The IMF’s statement follows Finance Minister Ishaq Dar’s decision to avert a policy of monthly price increases through new levies to ensure increased revenues as agreed with the IMF. Dar took over as finance czar from his party member Miftah Ismail last week. He reduced the prices of all petroleum products for the next two weeks by about 5%.
Dar argued that adding more taxes was foolish when people are already tackling the devastating floods that killed at least 1600 people and caused almost $30 billion in damages.
Regarding any possible objections from the lender, he stated, “I have dealt with the IMF for the previous 25 years; I will deal with it.”

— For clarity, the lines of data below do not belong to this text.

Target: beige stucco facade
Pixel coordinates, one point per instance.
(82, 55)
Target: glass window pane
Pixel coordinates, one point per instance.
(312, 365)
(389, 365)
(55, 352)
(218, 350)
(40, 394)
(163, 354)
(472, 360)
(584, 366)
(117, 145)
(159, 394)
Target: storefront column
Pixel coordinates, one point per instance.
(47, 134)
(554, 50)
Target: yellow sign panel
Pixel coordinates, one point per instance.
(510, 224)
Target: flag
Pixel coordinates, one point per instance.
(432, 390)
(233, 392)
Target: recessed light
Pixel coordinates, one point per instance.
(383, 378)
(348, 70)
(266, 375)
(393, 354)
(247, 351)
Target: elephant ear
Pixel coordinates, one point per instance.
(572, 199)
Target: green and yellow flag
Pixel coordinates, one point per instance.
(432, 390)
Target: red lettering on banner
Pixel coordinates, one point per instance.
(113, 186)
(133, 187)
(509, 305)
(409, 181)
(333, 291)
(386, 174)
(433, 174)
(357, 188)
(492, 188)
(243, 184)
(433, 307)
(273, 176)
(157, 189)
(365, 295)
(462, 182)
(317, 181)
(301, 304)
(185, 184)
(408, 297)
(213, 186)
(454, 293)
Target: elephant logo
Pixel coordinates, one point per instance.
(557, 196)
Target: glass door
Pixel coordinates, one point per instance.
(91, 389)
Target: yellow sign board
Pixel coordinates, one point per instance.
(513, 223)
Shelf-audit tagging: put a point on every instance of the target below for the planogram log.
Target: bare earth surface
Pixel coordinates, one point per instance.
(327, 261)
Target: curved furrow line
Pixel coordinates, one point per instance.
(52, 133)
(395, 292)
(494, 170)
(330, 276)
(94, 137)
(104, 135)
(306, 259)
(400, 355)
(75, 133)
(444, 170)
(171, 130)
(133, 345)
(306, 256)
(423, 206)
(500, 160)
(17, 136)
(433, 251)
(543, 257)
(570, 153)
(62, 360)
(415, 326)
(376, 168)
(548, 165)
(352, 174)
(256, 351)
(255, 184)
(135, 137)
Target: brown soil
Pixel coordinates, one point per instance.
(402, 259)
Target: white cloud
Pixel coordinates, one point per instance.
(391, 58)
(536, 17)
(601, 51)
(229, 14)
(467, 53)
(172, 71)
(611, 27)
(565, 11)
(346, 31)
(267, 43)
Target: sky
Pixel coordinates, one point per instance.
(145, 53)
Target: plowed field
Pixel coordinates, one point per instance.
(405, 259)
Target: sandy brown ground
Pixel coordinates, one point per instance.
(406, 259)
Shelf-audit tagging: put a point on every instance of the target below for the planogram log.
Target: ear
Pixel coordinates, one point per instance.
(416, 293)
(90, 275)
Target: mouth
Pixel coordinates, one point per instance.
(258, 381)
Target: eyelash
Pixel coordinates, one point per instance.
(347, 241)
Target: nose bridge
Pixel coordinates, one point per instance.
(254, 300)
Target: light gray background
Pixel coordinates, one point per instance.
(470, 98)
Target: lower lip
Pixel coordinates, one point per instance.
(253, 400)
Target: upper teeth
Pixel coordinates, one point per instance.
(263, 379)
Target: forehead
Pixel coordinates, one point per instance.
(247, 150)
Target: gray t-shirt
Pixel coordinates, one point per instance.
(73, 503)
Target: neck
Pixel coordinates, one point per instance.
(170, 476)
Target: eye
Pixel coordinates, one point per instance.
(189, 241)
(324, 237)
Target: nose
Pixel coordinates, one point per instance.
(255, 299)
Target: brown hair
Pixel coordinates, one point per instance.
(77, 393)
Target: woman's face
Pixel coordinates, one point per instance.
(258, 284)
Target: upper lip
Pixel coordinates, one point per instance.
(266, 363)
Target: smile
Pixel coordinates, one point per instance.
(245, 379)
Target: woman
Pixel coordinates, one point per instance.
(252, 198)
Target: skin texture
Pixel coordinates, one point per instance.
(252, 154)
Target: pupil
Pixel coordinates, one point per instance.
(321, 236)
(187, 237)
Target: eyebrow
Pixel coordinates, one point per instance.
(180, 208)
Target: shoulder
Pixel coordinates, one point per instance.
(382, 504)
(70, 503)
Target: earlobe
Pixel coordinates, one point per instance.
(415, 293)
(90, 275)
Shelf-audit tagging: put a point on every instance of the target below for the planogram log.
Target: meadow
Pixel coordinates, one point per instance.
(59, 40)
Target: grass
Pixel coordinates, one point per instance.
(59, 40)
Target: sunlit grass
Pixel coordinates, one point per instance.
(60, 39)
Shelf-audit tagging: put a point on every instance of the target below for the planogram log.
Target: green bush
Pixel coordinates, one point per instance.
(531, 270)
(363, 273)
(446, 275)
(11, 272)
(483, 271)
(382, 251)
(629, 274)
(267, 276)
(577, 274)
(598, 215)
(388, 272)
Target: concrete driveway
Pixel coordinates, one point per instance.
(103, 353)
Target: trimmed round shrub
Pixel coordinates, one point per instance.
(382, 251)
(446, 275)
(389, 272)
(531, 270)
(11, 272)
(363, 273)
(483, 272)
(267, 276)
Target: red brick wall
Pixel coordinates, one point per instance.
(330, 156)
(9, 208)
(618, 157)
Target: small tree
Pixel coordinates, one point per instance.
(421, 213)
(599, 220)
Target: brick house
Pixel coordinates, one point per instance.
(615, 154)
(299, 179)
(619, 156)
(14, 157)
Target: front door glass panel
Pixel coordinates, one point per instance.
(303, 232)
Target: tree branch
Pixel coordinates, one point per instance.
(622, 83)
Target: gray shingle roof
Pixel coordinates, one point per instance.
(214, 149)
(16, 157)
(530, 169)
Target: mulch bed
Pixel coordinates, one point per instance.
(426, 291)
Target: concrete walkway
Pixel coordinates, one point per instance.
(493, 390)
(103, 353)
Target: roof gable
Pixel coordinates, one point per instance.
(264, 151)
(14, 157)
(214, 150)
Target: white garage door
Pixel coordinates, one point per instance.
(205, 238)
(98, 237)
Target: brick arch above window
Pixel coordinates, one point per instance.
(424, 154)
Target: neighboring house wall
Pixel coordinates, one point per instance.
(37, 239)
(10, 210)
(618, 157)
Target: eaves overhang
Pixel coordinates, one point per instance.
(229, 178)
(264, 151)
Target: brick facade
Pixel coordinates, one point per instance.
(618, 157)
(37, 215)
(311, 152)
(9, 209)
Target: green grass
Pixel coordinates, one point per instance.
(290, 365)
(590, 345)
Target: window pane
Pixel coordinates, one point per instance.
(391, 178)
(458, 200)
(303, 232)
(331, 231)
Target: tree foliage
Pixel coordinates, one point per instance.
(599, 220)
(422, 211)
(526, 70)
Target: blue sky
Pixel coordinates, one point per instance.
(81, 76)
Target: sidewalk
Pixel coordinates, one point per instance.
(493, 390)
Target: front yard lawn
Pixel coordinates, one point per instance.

Dar made his statement in reaction to criticism from his previous, who called the decision to lower levy without first receiving agreement from the IMF “irresponsible.”
Dar’s response was to tell Ismail not to worry because he knew how to handle the foreign loan.
“Perhaps Miftah Sahab was at ease” in burdening the public. However, I have dealt with the IMF for 25 years. I am the first lowly individual to have finished an IMF program. He while speaking in an interview on Geo News taunted that neither Miftah Sahib nor someone else should be worried about this, as it is among me and the IMF.